Este jueves, Argentina vivió una huelga general convocada en rechazo a la reforma laboral impulsada por el presidente Javier Milei, que modifica el Código Penal y busca reducir indemnizaciones, ampliar la jornada laboral a 12 horas y limitar el derecho a huelga. La medida, que busca reducir la informalidad laboral, ya había generado numerosas críticas por considerarse “regresiva y anticonstitucional”.
La protesta, que tuvo una importante adhesión con la participación del transporte público, fue calificada como “histórica” por los sindicatos.

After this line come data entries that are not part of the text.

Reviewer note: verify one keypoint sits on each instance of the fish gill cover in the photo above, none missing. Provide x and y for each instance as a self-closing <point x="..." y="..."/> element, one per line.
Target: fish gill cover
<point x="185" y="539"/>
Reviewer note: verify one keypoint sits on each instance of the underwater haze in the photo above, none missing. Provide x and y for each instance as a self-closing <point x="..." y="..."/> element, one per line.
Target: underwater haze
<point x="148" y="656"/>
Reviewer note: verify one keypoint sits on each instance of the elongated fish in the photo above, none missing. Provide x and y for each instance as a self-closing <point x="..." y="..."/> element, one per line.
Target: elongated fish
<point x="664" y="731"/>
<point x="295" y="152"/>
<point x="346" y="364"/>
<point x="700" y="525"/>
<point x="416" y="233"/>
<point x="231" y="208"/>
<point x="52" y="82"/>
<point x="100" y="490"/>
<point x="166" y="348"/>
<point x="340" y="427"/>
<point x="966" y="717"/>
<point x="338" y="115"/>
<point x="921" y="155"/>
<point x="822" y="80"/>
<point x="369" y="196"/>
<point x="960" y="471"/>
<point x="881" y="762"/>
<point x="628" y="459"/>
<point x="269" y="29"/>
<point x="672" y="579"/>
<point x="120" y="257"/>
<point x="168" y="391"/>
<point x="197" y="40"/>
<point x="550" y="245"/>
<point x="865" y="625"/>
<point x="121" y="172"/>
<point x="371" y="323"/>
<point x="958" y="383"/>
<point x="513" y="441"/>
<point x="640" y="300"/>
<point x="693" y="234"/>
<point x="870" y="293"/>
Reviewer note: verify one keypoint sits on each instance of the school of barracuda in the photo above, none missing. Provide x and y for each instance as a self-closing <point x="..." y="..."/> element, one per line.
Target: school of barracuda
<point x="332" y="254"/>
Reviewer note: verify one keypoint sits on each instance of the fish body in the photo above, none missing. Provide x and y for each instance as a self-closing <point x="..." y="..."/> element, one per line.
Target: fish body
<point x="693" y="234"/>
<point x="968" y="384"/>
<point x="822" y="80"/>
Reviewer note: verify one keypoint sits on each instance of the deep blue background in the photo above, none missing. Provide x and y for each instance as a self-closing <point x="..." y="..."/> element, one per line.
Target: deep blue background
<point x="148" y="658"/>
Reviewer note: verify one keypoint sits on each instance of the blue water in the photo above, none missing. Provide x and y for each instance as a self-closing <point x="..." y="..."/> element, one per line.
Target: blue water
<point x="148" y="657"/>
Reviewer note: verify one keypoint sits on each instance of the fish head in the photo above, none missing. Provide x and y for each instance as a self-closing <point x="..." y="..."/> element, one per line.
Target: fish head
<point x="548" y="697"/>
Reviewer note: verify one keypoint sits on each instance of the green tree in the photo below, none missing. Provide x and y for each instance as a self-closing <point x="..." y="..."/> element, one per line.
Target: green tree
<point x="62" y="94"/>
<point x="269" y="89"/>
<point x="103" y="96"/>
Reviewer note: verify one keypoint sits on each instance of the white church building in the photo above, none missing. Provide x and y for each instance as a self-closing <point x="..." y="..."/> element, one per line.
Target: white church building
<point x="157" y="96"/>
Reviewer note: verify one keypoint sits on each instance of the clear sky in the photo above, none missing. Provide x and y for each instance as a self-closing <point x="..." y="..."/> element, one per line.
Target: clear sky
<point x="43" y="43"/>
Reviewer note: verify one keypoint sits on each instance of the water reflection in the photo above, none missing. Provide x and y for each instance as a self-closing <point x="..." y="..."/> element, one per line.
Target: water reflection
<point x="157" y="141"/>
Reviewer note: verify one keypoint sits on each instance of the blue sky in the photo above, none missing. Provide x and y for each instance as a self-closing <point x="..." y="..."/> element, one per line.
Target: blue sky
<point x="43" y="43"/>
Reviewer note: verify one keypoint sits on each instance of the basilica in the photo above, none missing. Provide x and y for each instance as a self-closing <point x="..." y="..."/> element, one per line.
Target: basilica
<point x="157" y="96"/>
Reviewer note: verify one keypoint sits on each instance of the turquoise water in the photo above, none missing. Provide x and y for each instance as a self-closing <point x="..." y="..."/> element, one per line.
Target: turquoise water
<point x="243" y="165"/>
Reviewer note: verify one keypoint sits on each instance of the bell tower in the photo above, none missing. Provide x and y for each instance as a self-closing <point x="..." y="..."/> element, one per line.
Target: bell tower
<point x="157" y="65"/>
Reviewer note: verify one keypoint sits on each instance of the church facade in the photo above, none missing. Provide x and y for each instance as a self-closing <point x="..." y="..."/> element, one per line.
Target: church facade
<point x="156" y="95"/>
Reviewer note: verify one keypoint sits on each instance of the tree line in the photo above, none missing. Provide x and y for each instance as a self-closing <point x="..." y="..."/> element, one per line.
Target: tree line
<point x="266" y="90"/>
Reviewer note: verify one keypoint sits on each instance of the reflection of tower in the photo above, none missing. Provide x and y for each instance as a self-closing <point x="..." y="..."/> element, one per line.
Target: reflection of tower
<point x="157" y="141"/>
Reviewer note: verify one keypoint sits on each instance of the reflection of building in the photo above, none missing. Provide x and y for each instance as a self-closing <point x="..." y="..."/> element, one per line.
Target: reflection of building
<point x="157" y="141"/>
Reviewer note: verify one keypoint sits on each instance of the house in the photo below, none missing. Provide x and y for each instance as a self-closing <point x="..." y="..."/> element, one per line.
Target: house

Se registró un alto nivel de apoyo en los comercios y actividades industriales, aunque algunas líneas de autobuses funcionaron parcialmente.
La huelga también afectó vuelos nacionales, con 255 vuelos de Aerolíneas Argentinas reprogramados, afectando a más de 31 mil pasajeros. Además, trabajadores portuarios paralizaron embarques en importantes puertos como el de Rosario.
La protesta ocurre en medio de una caída en la actividad industrial y el cierre de más de 21 mil empresas en los últimos dos años, lo que ha dejado alrededor de 300 mil empleos perdidos. La reforma laboral continúa su debate en el Congreso, con el objetivo de ser aprobada antes del 1 de marzo.
El jefe de gabinete, Manuel Adorni, calificó la huelga de “extorsiva”, acusando a los sindicalistas de complicar la vida a los trabajadores. La reforma, que también ha enfrentado movilizaciones y represión policial, sigue siendo uno de los puntos más controversiales del mandato de Milei.